My house? “Do you think that’s necessary?”

He shrugged. “Most people take work home with them — sometimes without realizing it, sometimes because they have to. And someone in your position probably sometimes has emergency calls at home, and then you’re going to have to access your records from there.”

She felt a chill as it began to sink in. Someone’s decided that this is important enough to make this kind of offer. Someone with a lot of money and power. “Who are you working for, Jammer? Jason Wood isn’t your boss.”

He bit his lip, a somewhat childlike affectation that probably meant something — stop the psychoanalysis! — and thought. “No, he’s not — though there’s an awful lot he could ask me to do, just because  . . . well, that doesn’t matter. Anyway . . . I work for a United Nations organization, which I don’t want to detail any more, which has spent a lot of years looking into the bizarre, so they were in a position to handle the Transformation. They’re the ones who’re behind coordinating the Shelters, the warning systems, who’ve helped lean on the legal system to deal with the changes, all that kind of thing.

“I know what you’re asking, though. All I can tell you is that my boss didn’t tell me to go along with Jason because he owes Jason anything, it’s because he thinks someone like you is needed.”

“How do I know you’re not actually bugging my office while pretending to secure it?”

For a moment the Jammer simply looked offended, then he shrugged. “You don’t, I guess. But if I did that, believe me, eventually Jason would find out — and there are some damn good reasons why there is almost no one on earth who wants to make that man mad, even though he hasn’t got one single special power to his name.”

In the end, what decided her was the tone and expression she remembered from Jason Wood talking about Legend, and especially how he had said he could make guesses about the hero’s identity . . . but wouldn’t. “All right. If you can make it look like an ordinary upgrade.”

“Not a problem. And believe me, it’ll make everyone involved breathe just a little easier.” He picked up a small backpack and slung it over his shoulder. “And just incidentally, you will now have the absolute best burglar alarms ever.” He waved and walked out, whistling a vaguely-familiar tune.

For several minutes she sat alone in her room, thinking about what this meant, and her heart grew heavier and heavier.
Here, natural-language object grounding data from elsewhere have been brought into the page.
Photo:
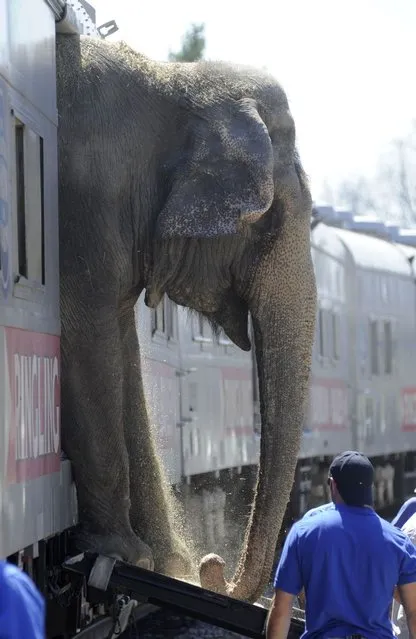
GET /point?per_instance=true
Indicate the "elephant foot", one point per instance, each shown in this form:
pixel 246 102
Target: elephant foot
pixel 211 574
pixel 174 559
pixel 126 548
pixel 178 565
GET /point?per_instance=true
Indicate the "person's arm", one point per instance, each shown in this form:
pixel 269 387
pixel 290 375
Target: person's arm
pixel 407 594
pixel 278 622
pixel 25 609
pixel 287 584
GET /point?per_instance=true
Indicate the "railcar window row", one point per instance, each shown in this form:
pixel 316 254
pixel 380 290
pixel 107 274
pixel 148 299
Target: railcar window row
pixel 382 346
pixel 164 324
pixel 164 319
pixel 28 199
pixel 329 334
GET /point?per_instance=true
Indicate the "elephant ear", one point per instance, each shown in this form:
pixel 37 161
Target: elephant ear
pixel 226 177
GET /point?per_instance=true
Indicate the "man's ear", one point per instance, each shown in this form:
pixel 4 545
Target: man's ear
pixel 227 176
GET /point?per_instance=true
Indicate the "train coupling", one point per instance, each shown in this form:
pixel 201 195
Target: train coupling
pixel 111 576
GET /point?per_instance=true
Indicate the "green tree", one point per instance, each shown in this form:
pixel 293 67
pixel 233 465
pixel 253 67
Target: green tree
pixel 193 45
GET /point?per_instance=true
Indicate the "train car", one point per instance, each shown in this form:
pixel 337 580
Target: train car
pixel 363 373
pixel 201 401
pixel 37 497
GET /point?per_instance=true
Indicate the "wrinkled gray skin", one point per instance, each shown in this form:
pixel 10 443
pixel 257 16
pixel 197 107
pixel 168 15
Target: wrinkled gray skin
pixel 180 179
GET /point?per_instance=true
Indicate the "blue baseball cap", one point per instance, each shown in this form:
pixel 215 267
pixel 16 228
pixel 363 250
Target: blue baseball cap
pixel 353 474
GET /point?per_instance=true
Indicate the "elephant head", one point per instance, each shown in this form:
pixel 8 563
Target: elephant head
pixel 232 238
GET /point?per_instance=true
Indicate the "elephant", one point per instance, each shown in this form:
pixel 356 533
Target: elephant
pixel 181 179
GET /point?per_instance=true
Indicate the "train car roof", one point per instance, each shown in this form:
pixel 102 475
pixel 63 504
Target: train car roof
pixel 324 238
pixel 409 251
pixel 370 252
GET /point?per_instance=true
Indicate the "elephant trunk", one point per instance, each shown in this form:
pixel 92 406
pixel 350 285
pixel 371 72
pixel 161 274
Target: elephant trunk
pixel 283 309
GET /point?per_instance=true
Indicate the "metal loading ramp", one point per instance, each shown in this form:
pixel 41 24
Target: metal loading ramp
pixel 107 574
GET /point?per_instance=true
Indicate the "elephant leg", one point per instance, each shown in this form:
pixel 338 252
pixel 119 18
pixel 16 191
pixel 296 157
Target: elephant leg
pixel 153 512
pixel 92 431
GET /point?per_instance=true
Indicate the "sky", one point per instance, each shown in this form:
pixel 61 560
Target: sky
pixel 347 66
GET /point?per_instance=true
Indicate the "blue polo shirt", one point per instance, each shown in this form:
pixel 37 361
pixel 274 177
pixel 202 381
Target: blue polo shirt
pixel 406 511
pixel 348 560
pixel 22 608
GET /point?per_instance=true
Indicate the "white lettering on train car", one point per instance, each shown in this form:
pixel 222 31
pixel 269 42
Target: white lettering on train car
pixel 34 416
pixel 35 381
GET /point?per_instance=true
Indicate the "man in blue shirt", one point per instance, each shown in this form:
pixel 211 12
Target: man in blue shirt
pixel 22 609
pixel 348 560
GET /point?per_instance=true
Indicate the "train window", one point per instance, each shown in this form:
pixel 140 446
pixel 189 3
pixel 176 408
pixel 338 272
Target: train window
pixel 321 332
pixel 164 319
pixel 223 340
pixel 158 318
pixel 201 329
pixel 29 198
pixel 336 335
pixel 194 446
pixel 388 348
pixel 170 313
pixel 374 347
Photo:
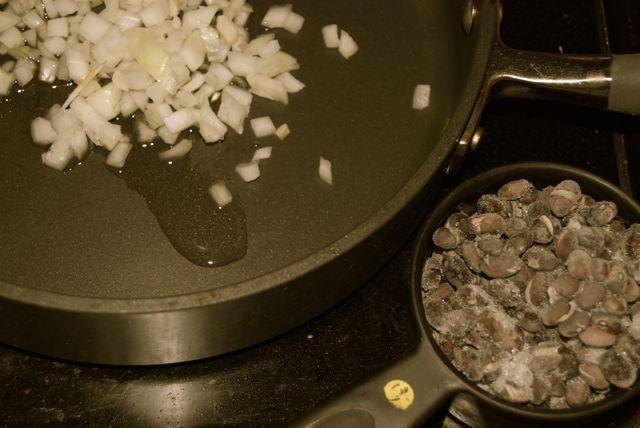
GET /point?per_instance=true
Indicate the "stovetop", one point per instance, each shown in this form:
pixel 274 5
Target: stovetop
pixel 268 384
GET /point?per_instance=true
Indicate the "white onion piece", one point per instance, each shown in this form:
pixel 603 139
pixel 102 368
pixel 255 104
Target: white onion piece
pixel 278 63
pixel 198 18
pixel 11 38
pixel 324 170
pixel 8 20
pixel 293 23
pixel 262 153
pixel 218 76
pixel 119 154
pixel 93 27
pixel 331 36
pixel 48 70
pixel 167 136
pixel 145 134
pixel 32 19
pixel 179 120
pixel 283 131
pixel 242 96
pixel 6 82
pixel 31 37
pixel 276 16
pixel 58 27
pixel 154 14
pixel 24 71
pixel 227 30
pixel 58 156
pixel 210 126
pixel 42 132
pixel 249 171
pixel 77 64
pixel 65 7
pixel 291 84
pixel 421 96
pixel 77 141
pixel 347 46
pixel 176 152
pixel 106 101
pixel 262 126
pixel 220 194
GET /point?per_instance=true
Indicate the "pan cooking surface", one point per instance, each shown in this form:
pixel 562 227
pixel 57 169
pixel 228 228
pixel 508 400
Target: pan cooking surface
pixel 87 233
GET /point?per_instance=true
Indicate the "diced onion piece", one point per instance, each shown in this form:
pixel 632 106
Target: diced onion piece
pixel 220 194
pixel 293 23
pixel 249 171
pixel 331 36
pixel 179 120
pixel 8 20
pixel 42 131
pixel 48 70
pixel 58 156
pixel 176 152
pixel 276 16
pixel 106 101
pixel 58 27
pixel 347 46
pixel 262 153
pixel 24 71
pixel 119 154
pixel 93 27
pixel 227 29
pixel 283 131
pixel 262 126
pixel 324 170
pixel 291 84
pixel 145 134
pixel 167 136
pixel 193 51
pixel 6 82
pixel 421 96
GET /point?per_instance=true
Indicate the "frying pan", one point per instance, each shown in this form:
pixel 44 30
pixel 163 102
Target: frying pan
pixel 426 379
pixel 90 266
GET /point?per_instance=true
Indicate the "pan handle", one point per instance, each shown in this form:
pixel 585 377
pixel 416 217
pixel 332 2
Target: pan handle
pixel 402 395
pixel 606 82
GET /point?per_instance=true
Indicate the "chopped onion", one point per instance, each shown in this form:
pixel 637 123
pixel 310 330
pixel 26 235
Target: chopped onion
pixel 249 171
pixel 421 97
pixel 330 36
pixel 324 171
pixel 6 82
pixel 119 154
pixel 261 154
pixel 262 126
pixel 347 46
pixel 42 131
pixel 176 152
pixel 283 131
pixel 220 194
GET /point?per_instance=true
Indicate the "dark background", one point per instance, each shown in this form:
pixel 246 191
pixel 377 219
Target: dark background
pixel 268 384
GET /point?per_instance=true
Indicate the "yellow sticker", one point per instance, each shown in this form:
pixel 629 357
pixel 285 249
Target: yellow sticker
pixel 399 393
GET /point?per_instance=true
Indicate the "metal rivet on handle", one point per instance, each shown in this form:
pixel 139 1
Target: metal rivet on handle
pixel 468 15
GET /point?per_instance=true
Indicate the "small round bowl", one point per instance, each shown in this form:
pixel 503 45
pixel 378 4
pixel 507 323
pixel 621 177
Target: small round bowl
pixel 541 174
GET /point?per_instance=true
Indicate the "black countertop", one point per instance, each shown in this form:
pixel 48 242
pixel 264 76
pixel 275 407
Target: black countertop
pixel 268 384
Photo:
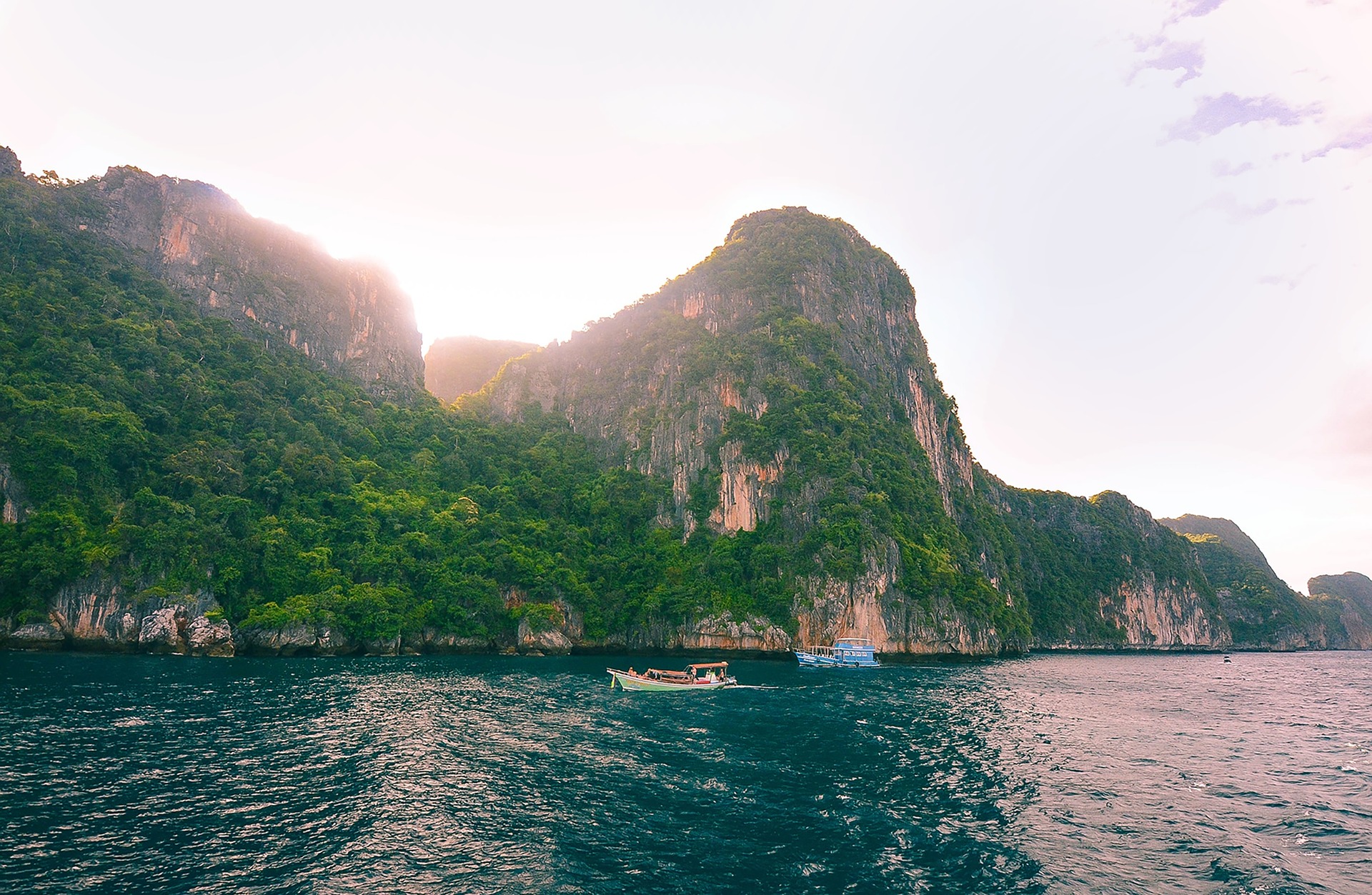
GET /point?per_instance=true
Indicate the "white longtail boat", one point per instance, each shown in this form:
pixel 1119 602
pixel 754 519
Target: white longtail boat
pixel 845 653
pixel 700 676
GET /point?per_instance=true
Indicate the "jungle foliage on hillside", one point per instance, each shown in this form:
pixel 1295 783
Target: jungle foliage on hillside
pixel 173 453
pixel 1260 608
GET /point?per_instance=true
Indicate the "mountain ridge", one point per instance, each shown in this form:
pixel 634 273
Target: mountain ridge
pixel 757 456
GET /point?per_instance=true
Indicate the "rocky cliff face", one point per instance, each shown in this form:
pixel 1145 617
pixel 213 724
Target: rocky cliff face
pixel 14 505
pixel 1351 596
pixel 790 307
pixel 1260 609
pixel 349 317
pixel 10 164
pixel 640 383
pixel 1102 574
pixel 1227 531
pixel 99 614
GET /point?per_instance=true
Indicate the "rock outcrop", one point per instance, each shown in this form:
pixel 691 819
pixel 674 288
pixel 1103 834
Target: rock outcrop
pixel 14 504
pixel 349 317
pixel 1349 596
pixel 1227 531
pixel 873 606
pixel 1164 616
pixel 98 614
pixel 10 164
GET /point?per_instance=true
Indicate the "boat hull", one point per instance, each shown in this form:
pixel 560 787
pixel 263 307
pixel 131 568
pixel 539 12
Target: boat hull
pixel 812 659
pixel 632 681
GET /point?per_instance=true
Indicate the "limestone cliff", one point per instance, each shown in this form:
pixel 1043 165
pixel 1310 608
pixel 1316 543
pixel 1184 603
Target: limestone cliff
pixel 10 164
pixel 1261 610
pixel 349 317
pixel 638 381
pixel 1102 574
pixel 102 616
pixel 14 505
pixel 1349 596
pixel 1226 531
pixel 736 383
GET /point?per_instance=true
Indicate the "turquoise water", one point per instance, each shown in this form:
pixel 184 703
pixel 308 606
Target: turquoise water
pixel 1084 774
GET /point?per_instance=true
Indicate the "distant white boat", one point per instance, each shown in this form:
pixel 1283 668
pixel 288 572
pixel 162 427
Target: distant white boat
pixel 845 653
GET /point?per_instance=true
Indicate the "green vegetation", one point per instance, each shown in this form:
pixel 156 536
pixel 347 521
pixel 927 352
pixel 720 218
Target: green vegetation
pixel 1261 609
pixel 173 453
pixel 1076 551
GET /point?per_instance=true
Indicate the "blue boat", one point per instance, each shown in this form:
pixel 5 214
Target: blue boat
pixel 845 653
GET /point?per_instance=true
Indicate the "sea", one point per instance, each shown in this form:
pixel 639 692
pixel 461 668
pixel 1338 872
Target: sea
pixel 1050 774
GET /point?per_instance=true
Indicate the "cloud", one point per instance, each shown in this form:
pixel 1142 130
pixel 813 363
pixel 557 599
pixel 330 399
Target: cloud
pixel 1170 56
pixel 1356 137
pixel 1224 169
pixel 1218 113
pixel 1290 281
pixel 1194 9
pixel 1230 204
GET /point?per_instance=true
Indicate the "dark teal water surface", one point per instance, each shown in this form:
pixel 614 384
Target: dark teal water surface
pixel 1084 774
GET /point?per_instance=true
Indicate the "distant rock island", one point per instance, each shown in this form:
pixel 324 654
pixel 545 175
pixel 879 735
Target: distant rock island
pixel 462 365
pixel 214 441
pixel 1264 613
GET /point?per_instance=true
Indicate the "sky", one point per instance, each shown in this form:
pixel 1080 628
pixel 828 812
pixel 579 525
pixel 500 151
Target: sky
pixel 1139 231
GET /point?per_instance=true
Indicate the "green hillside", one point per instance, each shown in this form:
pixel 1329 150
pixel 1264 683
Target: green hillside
pixel 172 453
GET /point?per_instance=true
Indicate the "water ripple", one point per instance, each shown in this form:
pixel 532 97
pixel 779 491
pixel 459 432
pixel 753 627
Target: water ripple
pixel 490 775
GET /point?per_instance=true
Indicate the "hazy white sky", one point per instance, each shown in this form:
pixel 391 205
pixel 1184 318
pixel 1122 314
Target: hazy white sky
pixel 1139 229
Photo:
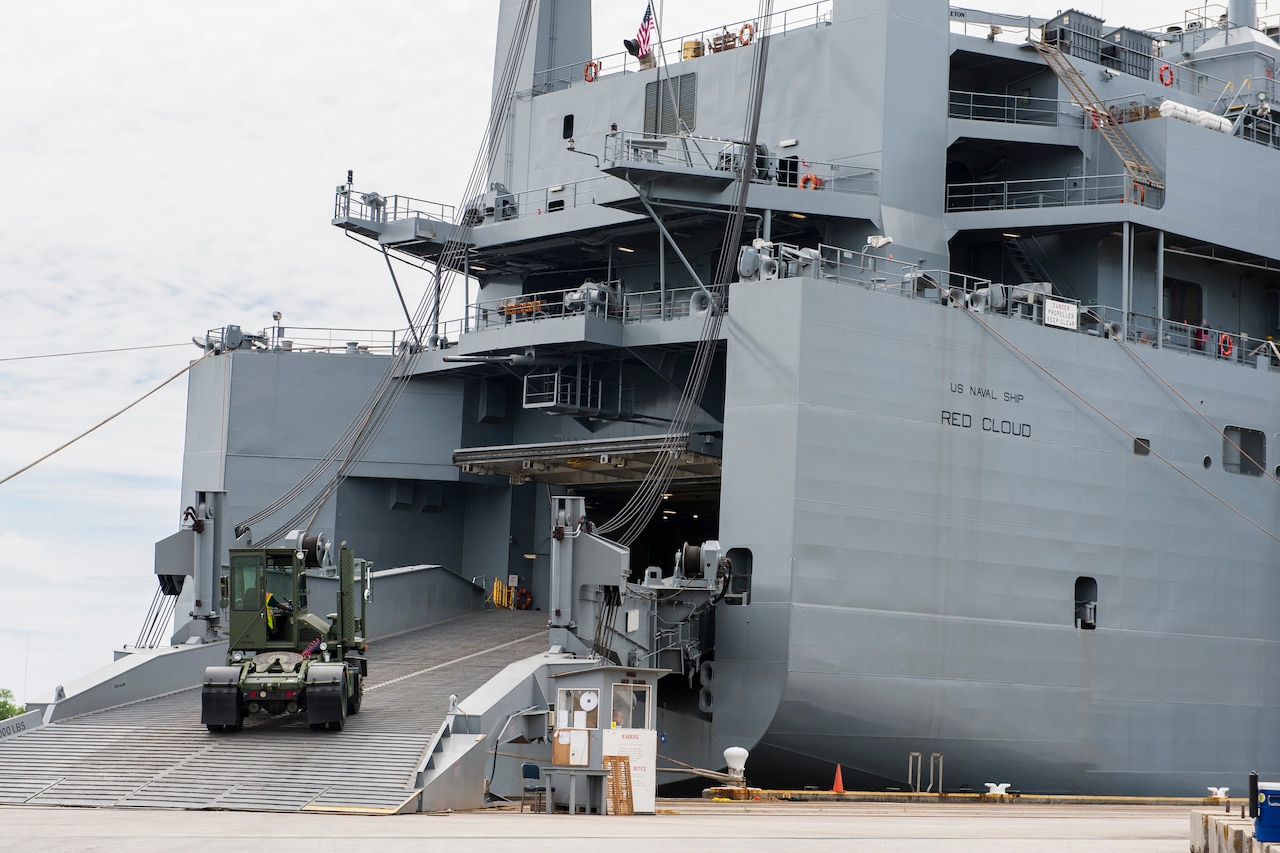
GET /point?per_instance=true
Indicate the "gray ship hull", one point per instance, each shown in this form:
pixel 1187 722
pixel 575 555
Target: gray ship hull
pixel 920 500
pixel 1031 551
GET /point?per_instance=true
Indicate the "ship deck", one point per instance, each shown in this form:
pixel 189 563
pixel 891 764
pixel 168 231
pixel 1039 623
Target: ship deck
pixel 156 753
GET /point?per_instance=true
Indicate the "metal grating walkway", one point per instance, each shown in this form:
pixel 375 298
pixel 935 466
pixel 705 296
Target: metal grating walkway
pixel 158 755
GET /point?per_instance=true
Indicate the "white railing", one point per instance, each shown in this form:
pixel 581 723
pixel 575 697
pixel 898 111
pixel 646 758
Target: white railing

Am I putting myself in danger? Am I putting Yuki in danger?

She was strongly tempted to put an end to things right then. I can’t lose her. I can’t risk her being hurt because I’m treating this man. She knew that Yuki — if she knew — would insist that she go on, but Jennifer desperately wanted to not go on, to stop, stop this right now before anything else happened.

Even as she thought that, she knew it was a lost cause. Yuki would want her to continue because Jennifer had taught her that this was her job, had made her daughter understand how important that job was and that other people depended on her doing that job . . . and Yukari Hsui, being very much her parents’ daughter, already cared what happened to other people.

So it wasn’t just that Yuki would want her to continue; it was that the profession, or at least Jennifer’s view of her profession, demanded she continue. There was no legal requirement, but there was a moral requirement for a doctor that you helped the people you could, when they came to you for help. You might in regular practice decide you couldn’t afford to take on one more patient, but once they were your patient, that was it. You had assumed responsibility for helping them. In the operating room, an enemy soldier was just another patient and you did what you could.

And that didn’t change because you were working on the mind instead of the body. Legend was her patient, and she wasn’t going to let anything – least of all herself – scare her off from doing what she could to help him deal with what were undoubtedly some of the most difficult and unusual problems anyone had ever faced.

Decision made, she felt a weight lift from her. Oh, the fear that something terrible could happen was still there, but she accepted that. Other doctors, in other times, had risked at least as much, and in this case her patient risked a great deal for others every day.

The outer door chimed, and she took a breath and readied herself. Time to get back to work.